Half-way through the room, half-way to the roof, turning with amazed eyes to look on the scene upon which I had just closed my eyes.
There was the kneeling pastor, with folded upraised hands and supplicating speech; there the nurse, with bent head but professional watchfulness; my little fair-haired cousin, her head buried on her hands; strangest of all, there lay a figure outstretched under a snowy counterpane, that it was impossible to help recognising as myself. For one moment I saw distinctly the white, drawn face, sharpening in the death-agony, the closed eyes, the cup - like hollows filled with the cruel tears I had shed, the white hand on the counter-pane.... A moment and all was dark. I knew no more.
Had I been asleep, or was I awake now?
I was in the open air, a great sense of space, of breath, of life about me.

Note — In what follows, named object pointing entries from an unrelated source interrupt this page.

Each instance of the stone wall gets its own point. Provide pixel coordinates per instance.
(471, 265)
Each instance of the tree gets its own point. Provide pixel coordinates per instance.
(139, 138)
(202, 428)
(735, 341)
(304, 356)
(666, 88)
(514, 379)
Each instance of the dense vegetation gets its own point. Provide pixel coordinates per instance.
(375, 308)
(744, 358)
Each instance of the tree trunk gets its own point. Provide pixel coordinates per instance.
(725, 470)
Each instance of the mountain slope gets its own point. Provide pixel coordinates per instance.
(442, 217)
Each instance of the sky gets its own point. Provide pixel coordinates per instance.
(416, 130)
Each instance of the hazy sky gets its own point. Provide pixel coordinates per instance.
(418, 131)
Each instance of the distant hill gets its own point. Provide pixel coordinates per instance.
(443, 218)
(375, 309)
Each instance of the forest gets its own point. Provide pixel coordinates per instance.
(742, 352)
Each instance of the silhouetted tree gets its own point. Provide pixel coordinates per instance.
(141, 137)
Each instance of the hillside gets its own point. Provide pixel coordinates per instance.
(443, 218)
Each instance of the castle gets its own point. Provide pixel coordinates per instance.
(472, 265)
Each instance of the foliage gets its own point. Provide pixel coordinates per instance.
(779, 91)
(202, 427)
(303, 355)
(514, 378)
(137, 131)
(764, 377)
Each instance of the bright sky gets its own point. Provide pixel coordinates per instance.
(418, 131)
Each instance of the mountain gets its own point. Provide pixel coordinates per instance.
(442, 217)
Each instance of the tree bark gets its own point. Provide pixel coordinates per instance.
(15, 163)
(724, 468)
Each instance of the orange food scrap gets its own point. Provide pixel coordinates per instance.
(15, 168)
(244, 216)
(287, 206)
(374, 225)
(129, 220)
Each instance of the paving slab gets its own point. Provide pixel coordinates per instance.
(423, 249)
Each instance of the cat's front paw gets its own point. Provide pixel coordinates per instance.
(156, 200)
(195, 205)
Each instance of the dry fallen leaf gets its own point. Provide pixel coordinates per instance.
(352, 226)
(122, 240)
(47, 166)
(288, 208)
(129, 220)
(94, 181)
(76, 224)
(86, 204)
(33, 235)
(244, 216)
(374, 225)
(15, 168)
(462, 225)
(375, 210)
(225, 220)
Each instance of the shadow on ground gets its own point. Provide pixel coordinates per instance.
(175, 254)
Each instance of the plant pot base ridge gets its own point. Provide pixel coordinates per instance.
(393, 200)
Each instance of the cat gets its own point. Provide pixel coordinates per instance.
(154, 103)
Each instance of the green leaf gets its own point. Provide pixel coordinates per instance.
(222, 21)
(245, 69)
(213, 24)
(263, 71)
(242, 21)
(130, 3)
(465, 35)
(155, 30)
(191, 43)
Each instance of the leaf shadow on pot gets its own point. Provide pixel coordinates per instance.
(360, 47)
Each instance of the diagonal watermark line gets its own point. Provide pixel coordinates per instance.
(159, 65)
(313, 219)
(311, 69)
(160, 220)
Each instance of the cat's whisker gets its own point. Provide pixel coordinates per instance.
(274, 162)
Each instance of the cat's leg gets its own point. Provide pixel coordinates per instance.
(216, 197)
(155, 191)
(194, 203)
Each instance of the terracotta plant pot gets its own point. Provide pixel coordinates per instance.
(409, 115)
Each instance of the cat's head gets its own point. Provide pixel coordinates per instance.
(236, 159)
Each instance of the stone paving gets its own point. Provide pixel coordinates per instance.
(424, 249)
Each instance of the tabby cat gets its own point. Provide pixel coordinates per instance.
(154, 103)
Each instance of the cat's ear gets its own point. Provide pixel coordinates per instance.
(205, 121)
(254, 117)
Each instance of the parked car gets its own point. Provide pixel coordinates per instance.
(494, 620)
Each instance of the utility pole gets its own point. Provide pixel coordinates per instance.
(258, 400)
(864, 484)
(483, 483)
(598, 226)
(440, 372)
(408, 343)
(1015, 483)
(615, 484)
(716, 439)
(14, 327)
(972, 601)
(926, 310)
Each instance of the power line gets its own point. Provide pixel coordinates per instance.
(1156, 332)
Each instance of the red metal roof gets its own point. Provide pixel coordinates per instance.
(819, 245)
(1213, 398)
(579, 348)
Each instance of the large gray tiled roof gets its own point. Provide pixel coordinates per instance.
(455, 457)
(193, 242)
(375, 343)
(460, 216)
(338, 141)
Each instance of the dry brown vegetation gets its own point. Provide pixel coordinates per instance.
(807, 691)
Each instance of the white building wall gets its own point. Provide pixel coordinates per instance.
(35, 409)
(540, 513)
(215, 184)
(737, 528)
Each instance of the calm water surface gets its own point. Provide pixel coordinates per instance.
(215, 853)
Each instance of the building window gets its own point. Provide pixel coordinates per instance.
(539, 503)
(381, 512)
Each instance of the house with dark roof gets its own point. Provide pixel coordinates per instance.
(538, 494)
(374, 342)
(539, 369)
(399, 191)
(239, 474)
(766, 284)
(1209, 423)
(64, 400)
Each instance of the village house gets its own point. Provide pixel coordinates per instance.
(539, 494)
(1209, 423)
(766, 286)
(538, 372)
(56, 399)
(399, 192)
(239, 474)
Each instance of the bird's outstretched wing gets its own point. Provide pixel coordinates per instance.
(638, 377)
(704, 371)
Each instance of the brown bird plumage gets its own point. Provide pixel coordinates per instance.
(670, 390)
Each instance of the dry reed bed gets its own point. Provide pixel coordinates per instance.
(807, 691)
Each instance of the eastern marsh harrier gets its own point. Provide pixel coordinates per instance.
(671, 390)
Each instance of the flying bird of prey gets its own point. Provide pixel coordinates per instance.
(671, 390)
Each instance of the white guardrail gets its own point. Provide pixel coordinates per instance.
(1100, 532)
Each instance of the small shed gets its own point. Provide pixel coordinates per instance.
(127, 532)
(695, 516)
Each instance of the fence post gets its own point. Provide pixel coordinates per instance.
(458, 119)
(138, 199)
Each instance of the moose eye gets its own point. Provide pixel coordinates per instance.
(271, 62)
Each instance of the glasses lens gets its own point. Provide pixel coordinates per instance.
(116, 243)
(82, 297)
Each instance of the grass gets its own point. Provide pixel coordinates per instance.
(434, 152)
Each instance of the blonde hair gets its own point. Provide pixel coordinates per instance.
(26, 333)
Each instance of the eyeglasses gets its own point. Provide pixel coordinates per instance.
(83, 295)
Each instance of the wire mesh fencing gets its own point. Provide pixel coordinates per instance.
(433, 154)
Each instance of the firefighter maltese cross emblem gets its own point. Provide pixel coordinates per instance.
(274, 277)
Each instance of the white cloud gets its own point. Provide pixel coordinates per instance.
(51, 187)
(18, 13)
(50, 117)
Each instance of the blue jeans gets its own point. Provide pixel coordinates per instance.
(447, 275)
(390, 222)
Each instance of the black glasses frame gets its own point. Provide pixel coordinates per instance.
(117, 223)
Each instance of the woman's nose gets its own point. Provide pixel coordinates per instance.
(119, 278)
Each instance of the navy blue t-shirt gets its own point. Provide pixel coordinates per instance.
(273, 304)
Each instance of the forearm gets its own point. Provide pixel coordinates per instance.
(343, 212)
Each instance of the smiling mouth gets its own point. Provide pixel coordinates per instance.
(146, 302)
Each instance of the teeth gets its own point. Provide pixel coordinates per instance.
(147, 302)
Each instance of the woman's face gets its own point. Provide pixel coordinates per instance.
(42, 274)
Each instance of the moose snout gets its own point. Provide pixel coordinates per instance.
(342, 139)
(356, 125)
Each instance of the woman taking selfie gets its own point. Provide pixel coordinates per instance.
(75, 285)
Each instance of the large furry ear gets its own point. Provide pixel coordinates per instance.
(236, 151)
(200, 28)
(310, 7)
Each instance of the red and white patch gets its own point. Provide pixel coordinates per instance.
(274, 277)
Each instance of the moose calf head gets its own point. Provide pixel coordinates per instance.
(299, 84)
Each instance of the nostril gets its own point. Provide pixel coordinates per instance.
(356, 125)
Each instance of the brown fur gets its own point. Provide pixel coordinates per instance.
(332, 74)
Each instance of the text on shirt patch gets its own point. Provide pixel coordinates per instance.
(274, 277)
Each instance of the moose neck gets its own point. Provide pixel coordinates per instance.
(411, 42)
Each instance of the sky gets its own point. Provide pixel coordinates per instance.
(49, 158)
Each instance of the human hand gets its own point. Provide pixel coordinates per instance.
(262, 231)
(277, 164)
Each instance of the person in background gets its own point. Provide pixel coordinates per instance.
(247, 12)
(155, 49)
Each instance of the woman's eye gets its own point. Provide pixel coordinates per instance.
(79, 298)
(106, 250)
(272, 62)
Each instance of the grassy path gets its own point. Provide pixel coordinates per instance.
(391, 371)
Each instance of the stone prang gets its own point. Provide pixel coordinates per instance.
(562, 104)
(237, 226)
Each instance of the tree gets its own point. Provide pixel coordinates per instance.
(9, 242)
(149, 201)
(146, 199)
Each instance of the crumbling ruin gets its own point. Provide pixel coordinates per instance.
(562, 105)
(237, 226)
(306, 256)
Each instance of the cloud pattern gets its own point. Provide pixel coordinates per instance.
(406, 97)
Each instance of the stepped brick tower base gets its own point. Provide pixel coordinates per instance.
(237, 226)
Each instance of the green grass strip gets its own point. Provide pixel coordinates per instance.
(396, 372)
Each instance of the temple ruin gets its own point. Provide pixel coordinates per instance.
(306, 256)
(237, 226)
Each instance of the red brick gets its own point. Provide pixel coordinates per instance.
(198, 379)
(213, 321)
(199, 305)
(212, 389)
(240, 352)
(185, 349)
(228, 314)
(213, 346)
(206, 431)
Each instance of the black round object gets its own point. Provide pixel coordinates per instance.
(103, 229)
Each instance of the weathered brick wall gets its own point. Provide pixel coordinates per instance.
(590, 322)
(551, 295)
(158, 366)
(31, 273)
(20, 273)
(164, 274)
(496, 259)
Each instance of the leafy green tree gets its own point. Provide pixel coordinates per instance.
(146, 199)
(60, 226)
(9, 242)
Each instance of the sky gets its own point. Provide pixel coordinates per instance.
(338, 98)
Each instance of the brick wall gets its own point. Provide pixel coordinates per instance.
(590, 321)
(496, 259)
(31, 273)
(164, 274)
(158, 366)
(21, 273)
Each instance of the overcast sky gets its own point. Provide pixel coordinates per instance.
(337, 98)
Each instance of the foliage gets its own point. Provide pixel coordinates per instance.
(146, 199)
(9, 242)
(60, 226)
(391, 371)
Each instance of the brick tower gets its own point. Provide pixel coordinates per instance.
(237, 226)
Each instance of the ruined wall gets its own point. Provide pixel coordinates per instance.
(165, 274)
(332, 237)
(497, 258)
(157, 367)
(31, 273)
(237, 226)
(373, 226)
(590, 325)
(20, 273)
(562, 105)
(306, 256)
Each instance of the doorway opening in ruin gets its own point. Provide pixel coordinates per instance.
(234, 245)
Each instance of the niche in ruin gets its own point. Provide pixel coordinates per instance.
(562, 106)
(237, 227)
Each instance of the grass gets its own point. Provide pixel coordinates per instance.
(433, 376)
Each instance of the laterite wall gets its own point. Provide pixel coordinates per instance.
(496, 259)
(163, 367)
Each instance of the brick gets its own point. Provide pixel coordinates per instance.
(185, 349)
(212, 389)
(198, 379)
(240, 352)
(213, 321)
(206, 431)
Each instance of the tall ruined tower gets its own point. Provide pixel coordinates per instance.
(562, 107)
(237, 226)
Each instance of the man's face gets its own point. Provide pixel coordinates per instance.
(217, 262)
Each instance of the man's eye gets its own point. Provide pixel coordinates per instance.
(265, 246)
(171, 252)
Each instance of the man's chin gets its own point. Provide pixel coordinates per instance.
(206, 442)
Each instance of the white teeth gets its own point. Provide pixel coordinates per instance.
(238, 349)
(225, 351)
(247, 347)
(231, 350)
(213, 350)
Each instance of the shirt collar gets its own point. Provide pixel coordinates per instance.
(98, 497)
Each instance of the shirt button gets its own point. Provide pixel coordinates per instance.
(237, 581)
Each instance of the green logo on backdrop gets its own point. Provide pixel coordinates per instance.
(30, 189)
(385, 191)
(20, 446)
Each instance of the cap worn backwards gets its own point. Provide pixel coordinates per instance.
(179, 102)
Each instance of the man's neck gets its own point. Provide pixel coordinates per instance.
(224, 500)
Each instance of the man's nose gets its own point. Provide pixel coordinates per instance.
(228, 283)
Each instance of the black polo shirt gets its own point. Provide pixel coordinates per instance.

Behind me lay a valley stretching into the dim distance, encompassed with white mist. Shadows of human beings were faintly discernible in its midst, moving to and fro, and a very distant hum of voices penetrated the air. Here and there I could see figures emerging from its white cloud; sometimes in little bands of three and four — sometimes alone. Was that the earth that lay so close to an encircling world?...
Yes, and it lay behind me now.
What was beyond? I looked up with eager inquiry.
Before me rose in a long incline the green slope of a hillside that, through shaded ways, led to a level overshadowed by an amphitheatre of hills — hills whose peaks rose like great white crystals, roseate, golden-tipped, losing themselves in colour.
With bated breath and a strange thrill of expectancy, I asked myself, if perchance my feet had wandered to the threshold of Paradise; if these golden heights were where saints and angels congregated — where they “summered high in bliss upon the hills of God.”
Nor did I fear that I had been deceived, when down the turf-clad path there moved towards me one, half-goddess, half-woman.
Where had I seen or heard of beauty such as hers before? Surely in some dream. Ah! I knew.... How often had I repeated with untiring delight —
“Her robe, ungirt from clasp to hem
No wrought flowers did adorn;...
Her hair, that lay along her back,
Was yellow, like ripe corn.”
There, in all the glory of the poet’s picturing, she stood: a Blessed Damozel; and her soft slow steps were surely bringing her to me.
She was close to me. I was looking up into the blue depths of her eyes.
Yes:
“They were deeper than the depths
Of water stilled at even.”
But they were filled with a soft sadness that brought a shapeless fear to mingle with my wonder.
Was she sad for me, this Blessed Damozel? Her whole mien was one of gracious pity.... Was it for me?...
A faint feeling began to gather at my heart. The “hills of God” seemed very far away.